We understand it’s been difficult for the Tisbury School Building Committee to attract parents and taxpayers to in-person meetings because of the ongoing pandemic — and Zoom meetings just haven’t filled the gap.
But the idea of using $25,000 in taxpayer money to “educate” the public about the proposed $53.2 million renovation/addition project is just tone-deaf. The coronavirus pandemic has hurt Island businesses and, in turn, that’s had an effect on residents. The Island Food Pantry has never been busier, and other food programs, like the one sponsored by Good Shepherd Parish, are also filling a staggering need on the Vineyard.

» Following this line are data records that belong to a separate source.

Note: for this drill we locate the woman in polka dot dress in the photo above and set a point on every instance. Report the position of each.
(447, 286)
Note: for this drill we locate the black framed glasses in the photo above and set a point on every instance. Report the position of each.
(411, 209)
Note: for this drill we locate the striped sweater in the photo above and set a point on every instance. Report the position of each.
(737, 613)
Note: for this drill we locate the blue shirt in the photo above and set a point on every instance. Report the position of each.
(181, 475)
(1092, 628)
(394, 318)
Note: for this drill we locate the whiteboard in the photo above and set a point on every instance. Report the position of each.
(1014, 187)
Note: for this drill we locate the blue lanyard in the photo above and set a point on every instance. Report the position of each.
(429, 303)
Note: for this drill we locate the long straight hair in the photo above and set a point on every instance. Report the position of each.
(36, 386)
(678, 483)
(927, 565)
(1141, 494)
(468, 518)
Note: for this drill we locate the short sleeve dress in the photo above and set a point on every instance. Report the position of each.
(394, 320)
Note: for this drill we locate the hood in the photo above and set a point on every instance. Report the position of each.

All of which is to say that the $25,000 proposed for this “education” could be better spent in so many other ways.
We’ve covered nearly every building committee meeting since last spring. People who want to be informed about the progress of the project have had that ability.
The startling thing, though, is that school officials aren’t better utilizing the resources they already have at their disposal. They have an existing website that just seems to be a series of videos of meetings that people didn’t attend, and the “project updates” page was last updated in December 2019. There’s no easy way to find details of what’s included in the proposed project, and the schematic drawings that have been generated are buried within one of the presentations. A simple FAQ would help, as would a gallery of the project’s features.

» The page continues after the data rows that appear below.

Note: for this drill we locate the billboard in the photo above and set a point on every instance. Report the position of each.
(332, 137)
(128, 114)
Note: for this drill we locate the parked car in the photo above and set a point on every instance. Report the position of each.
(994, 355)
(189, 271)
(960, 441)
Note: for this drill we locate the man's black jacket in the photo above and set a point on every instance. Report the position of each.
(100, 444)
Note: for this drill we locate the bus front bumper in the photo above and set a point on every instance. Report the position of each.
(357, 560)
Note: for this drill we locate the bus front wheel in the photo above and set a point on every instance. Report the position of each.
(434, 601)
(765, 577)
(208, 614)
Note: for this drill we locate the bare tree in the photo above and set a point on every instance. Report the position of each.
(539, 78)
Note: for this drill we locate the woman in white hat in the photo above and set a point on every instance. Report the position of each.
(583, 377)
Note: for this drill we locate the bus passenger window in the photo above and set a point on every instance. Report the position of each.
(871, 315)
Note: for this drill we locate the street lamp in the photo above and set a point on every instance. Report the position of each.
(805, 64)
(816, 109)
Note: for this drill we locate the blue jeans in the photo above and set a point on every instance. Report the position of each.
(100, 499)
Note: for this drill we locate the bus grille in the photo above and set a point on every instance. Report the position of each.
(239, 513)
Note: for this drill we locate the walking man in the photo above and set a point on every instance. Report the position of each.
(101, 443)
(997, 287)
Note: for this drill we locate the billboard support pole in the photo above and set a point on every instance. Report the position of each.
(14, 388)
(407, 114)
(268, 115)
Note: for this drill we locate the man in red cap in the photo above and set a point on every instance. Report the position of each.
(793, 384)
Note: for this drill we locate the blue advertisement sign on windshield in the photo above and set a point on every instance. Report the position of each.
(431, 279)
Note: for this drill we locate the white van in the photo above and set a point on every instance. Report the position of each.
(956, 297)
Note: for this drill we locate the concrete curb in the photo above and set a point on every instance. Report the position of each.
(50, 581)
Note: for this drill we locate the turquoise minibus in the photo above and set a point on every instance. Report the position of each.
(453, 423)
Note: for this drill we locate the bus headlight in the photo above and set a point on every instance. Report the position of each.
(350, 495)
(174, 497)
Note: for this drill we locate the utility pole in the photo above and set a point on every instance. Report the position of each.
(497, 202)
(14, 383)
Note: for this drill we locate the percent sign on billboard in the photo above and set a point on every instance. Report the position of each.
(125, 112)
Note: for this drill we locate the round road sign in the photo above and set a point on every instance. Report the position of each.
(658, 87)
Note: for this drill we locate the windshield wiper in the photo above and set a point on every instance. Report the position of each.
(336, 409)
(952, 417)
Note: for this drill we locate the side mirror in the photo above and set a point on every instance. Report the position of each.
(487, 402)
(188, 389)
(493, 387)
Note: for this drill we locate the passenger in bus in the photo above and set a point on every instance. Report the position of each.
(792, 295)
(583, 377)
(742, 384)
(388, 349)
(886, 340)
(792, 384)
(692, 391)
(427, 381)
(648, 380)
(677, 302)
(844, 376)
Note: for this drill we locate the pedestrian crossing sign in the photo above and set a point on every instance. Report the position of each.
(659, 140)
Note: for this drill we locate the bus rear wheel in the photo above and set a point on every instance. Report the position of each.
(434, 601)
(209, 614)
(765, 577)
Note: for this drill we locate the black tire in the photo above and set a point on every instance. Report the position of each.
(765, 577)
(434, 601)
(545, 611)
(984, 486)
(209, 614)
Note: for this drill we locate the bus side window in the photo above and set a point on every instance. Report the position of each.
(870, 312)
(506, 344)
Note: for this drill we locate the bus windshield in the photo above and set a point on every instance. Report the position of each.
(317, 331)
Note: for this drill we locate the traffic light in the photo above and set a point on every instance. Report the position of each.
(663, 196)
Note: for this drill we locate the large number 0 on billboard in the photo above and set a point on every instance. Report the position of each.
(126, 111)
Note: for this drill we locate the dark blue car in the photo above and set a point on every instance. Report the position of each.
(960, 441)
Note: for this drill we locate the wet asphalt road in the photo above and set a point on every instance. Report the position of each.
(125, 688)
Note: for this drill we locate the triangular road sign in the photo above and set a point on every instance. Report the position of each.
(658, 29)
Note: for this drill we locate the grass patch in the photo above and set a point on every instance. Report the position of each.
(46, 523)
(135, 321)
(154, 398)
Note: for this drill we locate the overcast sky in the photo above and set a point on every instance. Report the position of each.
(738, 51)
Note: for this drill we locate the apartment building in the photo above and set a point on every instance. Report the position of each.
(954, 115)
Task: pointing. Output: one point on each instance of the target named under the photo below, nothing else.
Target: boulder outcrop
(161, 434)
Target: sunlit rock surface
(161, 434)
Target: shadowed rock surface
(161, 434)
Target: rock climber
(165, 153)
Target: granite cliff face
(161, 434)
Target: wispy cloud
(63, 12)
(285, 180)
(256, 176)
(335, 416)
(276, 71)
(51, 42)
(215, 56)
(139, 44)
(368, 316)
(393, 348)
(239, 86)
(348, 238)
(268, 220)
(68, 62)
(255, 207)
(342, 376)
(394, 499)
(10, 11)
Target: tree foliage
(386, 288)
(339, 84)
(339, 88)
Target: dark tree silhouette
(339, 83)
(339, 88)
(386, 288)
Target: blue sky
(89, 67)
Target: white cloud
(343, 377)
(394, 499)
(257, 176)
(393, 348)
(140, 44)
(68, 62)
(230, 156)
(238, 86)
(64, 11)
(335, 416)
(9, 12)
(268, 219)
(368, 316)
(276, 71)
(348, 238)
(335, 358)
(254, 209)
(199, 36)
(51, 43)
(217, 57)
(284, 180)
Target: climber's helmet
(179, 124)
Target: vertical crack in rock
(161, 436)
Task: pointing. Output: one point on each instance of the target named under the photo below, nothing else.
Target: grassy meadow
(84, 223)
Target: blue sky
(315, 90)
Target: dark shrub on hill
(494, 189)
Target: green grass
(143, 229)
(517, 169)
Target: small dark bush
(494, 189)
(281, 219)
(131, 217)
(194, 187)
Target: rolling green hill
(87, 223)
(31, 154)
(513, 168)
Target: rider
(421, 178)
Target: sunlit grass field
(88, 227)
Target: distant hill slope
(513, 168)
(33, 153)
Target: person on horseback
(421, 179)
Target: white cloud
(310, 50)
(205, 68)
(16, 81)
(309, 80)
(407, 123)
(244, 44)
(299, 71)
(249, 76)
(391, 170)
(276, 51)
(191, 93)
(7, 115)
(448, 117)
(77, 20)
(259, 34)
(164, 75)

The only social media presence we could find for the project is through newspaper articles that have been shared, as well as the Tisbury School PTO.
There are other potential pitfalls with using this $25,000 in taxpayer money on a media campaign. It’s a slippery slope between “educating” the public and advocating for the project, which would be a violation of the state’s campaign finance laws.
Remarkably, that wasn’t on the town’s radar screen until The Times started asking questions about legality of using $25,000 in taxpayer money to educate the public.
There’s already a bad taste among some in town about this project, because taxpayers spent money on schematic designs for a new school in 2018 that essentially were tossed in the waste bucket when 21 more individuals voted against the new school than supported it. The state agreed to contribute $14.6 million for that project. There is no state aid for the current project — that opportunity has been lost — and no other relief for taxpayers, despite a lot of talk about finding private funding.
While in the big scheme of things, $25,000 doesn’t sound like a lot of money, it’s a bad look. Find another way.